File | Nation Media Group
What you need to know:
- The whitest lie in the whole thing was the attempt at making us believe that the transaction with the equipment suppliers was a leasing arrangement.
- Most leasing contracts provide for the means and mechanisms for monitoring and tracking of use of the equipment.
- This scandal should not dissuade the government from adopting leasing as a model.
I read through the report and findings of
Senate Committee on Health on the Sh50 billion medical equipment scandal
and here is what I find revealing in it: We were dealing with greedy
merchants whose only interest was to dump expensive equipment on county
governments and it did not matter to them whether or not the taxpayer
got value for money from the equipment.
But the whitest lie in the whole thing was the
attempt at making us believe that the transaction with the equipment
suppliers was a leasing arrangement. We all know that what you pay for
in a lease is use of the equipment. Instead of outright purchase of the
equipment, you enter into an arrangement where you pay for use during a
specified time. Even installation, maintenance and replacement of parts
is supposed to the responsibility of lessor.
Most leasing contracts provide for the means
and mechanisms for monitoring and tracking of use of the equipment. The
lessor must be able to monitor its use. If it is a motor vehicle, the
lessor is the one to decide when it is released to him for scheduled
service and maintenance.
During a visit to the Netherlands, the Senate
committee discovered that a machine that was supposed to be supplied to a
hospital in Meru was still in a store four years after the leasing
programme had been commenced.
In Hola, it found that theatre and radiology
equipment dumped there could not be put to use because the hospitals
neither had reliable electricity nor trained staff. In Chuka,
installation of equipment was still going on, four years later.
So why have we been paying billions of
shillings to these contractors every financial year when some of the
equipment had not even arrived in the country?
Clearly, these contracts were negotiated to
allow payments to go on regardless of whether or not the expensive
equipment was being used by the taxpayer. The contract provided for
binding lease terms requiring automatic quarterly payments to the owners
of the equipment. And the payments were made straight out of the
Consolidated Fund, without first being moved to the County Revenue Fund
as stipulated by both the Constitution and the Public Finance Management
Act, thus making it difficult to follow the money trail.
The counties were left grossly exposed, forced
to accept equipment under terms negotiated without their involvement
and paid for without reference to them.
Supporter of leasing
In Laikipia, the committee found that X-ray
and theatre equipment procured and supplied to hospitals by the national
government before the devolved unit kicked in had to be removed to
create space for that from the lease programme.
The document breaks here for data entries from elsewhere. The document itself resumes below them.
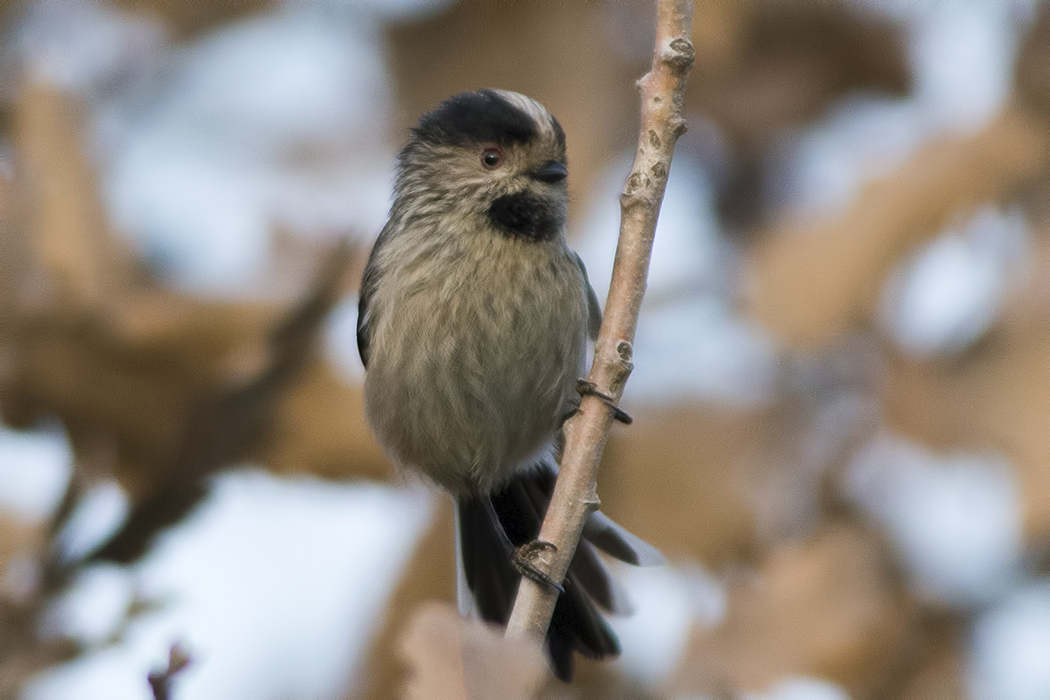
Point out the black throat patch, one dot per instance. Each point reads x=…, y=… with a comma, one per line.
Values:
x=525, y=215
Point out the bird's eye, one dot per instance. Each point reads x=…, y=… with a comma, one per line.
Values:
x=491, y=157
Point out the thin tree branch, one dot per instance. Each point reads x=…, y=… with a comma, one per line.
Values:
x=575, y=495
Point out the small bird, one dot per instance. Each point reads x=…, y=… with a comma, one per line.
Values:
x=473, y=327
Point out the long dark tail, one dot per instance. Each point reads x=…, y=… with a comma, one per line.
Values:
x=575, y=624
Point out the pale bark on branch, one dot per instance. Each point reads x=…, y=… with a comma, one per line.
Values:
x=575, y=495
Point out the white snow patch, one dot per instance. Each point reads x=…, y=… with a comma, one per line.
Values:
x=274, y=587
x=954, y=518
x=1010, y=648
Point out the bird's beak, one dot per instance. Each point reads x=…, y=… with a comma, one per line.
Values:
x=550, y=172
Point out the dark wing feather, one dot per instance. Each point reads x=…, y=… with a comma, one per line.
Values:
x=593, y=310
x=575, y=626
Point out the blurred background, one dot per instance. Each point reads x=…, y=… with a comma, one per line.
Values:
x=842, y=383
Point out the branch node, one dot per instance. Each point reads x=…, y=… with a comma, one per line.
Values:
x=625, y=351
x=681, y=55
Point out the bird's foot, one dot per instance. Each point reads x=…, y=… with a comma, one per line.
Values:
x=567, y=416
x=587, y=387
x=524, y=558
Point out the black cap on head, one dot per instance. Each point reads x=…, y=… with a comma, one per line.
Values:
x=481, y=117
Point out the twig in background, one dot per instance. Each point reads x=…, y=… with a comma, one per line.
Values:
x=160, y=681
x=575, y=496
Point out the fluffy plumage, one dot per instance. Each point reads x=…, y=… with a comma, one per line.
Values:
x=473, y=327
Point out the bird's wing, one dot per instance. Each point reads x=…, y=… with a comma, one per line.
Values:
x=369, y=282
x=593, y=310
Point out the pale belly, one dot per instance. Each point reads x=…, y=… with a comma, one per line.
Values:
x=468, y=390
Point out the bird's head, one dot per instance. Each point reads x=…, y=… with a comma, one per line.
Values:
x=494, y=155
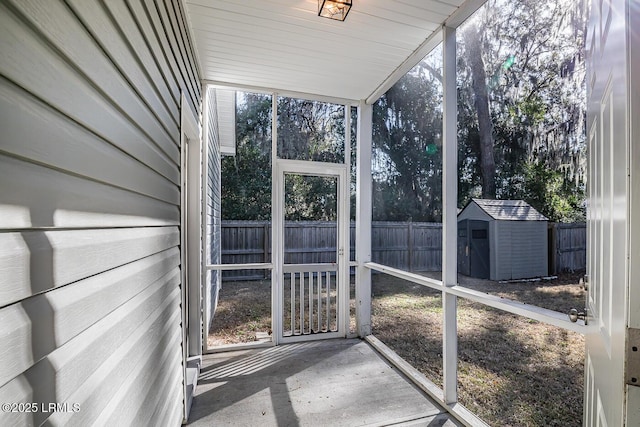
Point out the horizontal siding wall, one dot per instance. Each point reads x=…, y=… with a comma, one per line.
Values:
x=89, y=208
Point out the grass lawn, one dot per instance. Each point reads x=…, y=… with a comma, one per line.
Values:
x=512, y=371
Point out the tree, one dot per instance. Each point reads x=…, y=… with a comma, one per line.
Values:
x=246, y=177
x=407, y=142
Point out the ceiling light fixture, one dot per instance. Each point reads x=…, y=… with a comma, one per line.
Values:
x=334, y=9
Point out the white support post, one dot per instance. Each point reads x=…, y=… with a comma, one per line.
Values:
x=276, y=228
x=450, y=220
x=363, y=218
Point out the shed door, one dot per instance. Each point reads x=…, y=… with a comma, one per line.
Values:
x=479, y=249
x=606, y=223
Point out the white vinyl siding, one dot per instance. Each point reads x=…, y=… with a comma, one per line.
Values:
x=90, y=208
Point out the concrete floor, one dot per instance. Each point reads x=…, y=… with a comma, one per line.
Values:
x=321, y=383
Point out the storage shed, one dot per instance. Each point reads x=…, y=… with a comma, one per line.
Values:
x=502, y=240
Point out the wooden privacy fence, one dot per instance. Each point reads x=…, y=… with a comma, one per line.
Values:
x=413, y=246
x=567, y=247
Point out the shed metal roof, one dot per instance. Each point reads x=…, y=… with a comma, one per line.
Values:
x=509, y=210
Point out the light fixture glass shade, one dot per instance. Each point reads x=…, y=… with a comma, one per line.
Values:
x=334, y=9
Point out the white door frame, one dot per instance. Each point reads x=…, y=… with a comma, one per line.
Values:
x=309, y=168
x=190, y=244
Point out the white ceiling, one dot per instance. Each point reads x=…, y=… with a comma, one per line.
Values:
x=283, y=44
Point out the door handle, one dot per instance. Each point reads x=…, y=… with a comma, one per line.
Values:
x=574, y=315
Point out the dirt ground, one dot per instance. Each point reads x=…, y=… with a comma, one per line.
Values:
x=512, y=371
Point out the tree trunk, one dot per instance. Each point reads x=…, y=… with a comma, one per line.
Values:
x=485, y=128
This scandal should not dissuade the
government from adopting leasing as a model. I remain a supporter of
leasing as an option, especially when you are purchasing assets that
depreciate quickly.
Negotiated transparently and competently,
leasing allows you to reduce the cost of acquiring assets that
depreciate. Leasing allows you to spread the cost of acquiring expensive
equipment over its useful economic life. The government has no business
owning expensive gadgets that it is incapable of maintaining.
Negotiated well, leasing allows you to catch
up with technology because the manufacturer is obliged to upgrade the
equipment in line with emerging technologies.
As I read the report, I remembered similar
scandals — like the mobile clinics one of last year. The project to
purchase those contraptions was poorly conceived. That project had
little or no economic justification beyond creating rent-seeking
opportunities for public officials and the suppliers of the equipment.
Is it not the height of impunity that Afya
House paid a whopping Sh800 million to purchase and import 100 of these
portable clinics before doing something as rudimentary as hiring the
staff to man the facilities? There were no plans on when and how the
equipment was to be installed.
The agreement between the ministry and the
vendors of the equipment — Messrs Estama Investments Ltd — did not
provide details such as deadlines for delivery, quality and quantity
inspections and payment conditions.
Why is it that we always get things wrong when
it comes to purchasing equipment? Are we cursed? But then, wily
merchants and their allies within the government have been dumping
expensive equipment on the taxpayer.
I recently read somewhere how Nigeria has
improved delivery of public health services by concessioning hospital to
equipment manufacturers.
We ended up in the big mess of the medical
equipment leasing transaction because somebody decided to drop the
original idea of adopting concessioning as public hospitals have done in
Nigeria.
That is where the rain started beating us.